That’s important, but there’s something else that needs your attention if you want to lose weight and keep it off.
You see, food addiction is very much real.
What most people don’t realize is that they are in a bad relationship with food and it is not helping you.
I’m talking about the mental part of weight loss.
When you’re depressed or sad, that could mean you eat.
Like all addiction, there’s a strong psychological component to food addiction.
When they want to lose weight, most people focus on what they eat and working out.
When you’re addicted to food it can feel like you’re programmed to eat all day long and that you’re powerless to stop.
Break up with food. Get out of that unhealthy relationship.
You need to be energized.
Research has discovered two ways of dealing with weight gain associated with emotional eating by studying people who suffer from having an emotional eating response but DO NOT gain weight.
You need to know how to overcome hunger.
You need a plan.
Learning to understand internal hunger and satiety cues are important.
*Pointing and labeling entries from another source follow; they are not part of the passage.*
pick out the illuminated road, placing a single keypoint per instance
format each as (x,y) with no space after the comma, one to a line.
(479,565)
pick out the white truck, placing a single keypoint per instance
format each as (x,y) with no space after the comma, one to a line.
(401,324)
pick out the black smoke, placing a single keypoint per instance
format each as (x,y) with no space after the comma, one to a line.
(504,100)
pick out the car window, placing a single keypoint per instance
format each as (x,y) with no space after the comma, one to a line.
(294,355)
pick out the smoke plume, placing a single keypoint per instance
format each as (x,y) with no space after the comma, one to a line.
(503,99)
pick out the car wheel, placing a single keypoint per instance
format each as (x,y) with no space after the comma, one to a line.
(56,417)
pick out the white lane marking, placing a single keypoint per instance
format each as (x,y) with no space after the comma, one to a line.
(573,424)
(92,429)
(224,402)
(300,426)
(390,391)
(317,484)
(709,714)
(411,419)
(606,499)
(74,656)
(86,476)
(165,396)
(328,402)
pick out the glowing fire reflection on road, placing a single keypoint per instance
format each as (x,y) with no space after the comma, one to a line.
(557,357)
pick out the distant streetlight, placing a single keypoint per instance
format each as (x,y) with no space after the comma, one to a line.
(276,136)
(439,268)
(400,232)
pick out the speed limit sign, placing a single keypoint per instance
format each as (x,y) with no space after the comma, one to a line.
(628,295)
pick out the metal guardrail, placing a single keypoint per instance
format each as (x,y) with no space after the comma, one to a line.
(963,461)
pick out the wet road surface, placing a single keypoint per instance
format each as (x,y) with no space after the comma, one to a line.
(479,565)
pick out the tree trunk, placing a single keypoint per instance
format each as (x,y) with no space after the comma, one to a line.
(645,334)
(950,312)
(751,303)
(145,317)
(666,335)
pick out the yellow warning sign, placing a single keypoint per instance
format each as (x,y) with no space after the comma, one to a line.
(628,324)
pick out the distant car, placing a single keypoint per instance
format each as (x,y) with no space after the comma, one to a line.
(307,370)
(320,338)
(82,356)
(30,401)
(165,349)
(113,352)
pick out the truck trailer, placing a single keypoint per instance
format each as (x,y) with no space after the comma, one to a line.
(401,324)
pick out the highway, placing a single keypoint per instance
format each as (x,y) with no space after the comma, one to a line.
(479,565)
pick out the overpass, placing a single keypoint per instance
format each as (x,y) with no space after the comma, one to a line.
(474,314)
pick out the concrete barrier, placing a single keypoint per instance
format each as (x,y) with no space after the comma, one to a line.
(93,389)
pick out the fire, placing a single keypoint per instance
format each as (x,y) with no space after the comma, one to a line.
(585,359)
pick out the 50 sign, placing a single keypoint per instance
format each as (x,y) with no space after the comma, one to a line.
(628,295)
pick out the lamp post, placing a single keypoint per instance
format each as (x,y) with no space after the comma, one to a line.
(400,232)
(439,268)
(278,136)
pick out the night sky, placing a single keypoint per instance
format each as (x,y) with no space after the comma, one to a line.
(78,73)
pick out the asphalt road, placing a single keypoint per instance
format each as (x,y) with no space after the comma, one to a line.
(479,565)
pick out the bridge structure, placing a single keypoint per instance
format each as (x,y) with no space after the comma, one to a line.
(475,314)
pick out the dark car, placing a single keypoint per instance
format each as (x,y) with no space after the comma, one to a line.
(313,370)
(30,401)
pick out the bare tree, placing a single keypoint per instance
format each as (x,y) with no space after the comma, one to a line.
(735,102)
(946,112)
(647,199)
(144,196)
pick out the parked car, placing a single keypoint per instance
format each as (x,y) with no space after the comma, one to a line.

Understanding this will help with recreating a healthy relationship with food.
There are two things to that often need to happen.
Breaking eating patterns with exercise
Dealing With Hunger and Satiety
We’ll start with learning to understand internal hunger and satiety cues …
Research has discovered that the inability to recognize when you are full is one of the reasons emotional eaters overeat:
Instead, grab your predetermined portion of pizza (2 or 3 slices) then put the rest in the refrigerator before you start eating.
Not stuffing yourself at every meal will feel odd at. You’ll want to go back for another helping after you’ve finished off your predetermined portion.
After a while you start to develop a healthier relationship with food and the process of eating smaller portions will become automatic.
Because they were unable to suppress their food consumption, individuals who experienced binge-eating episodes engaged in emotional eating.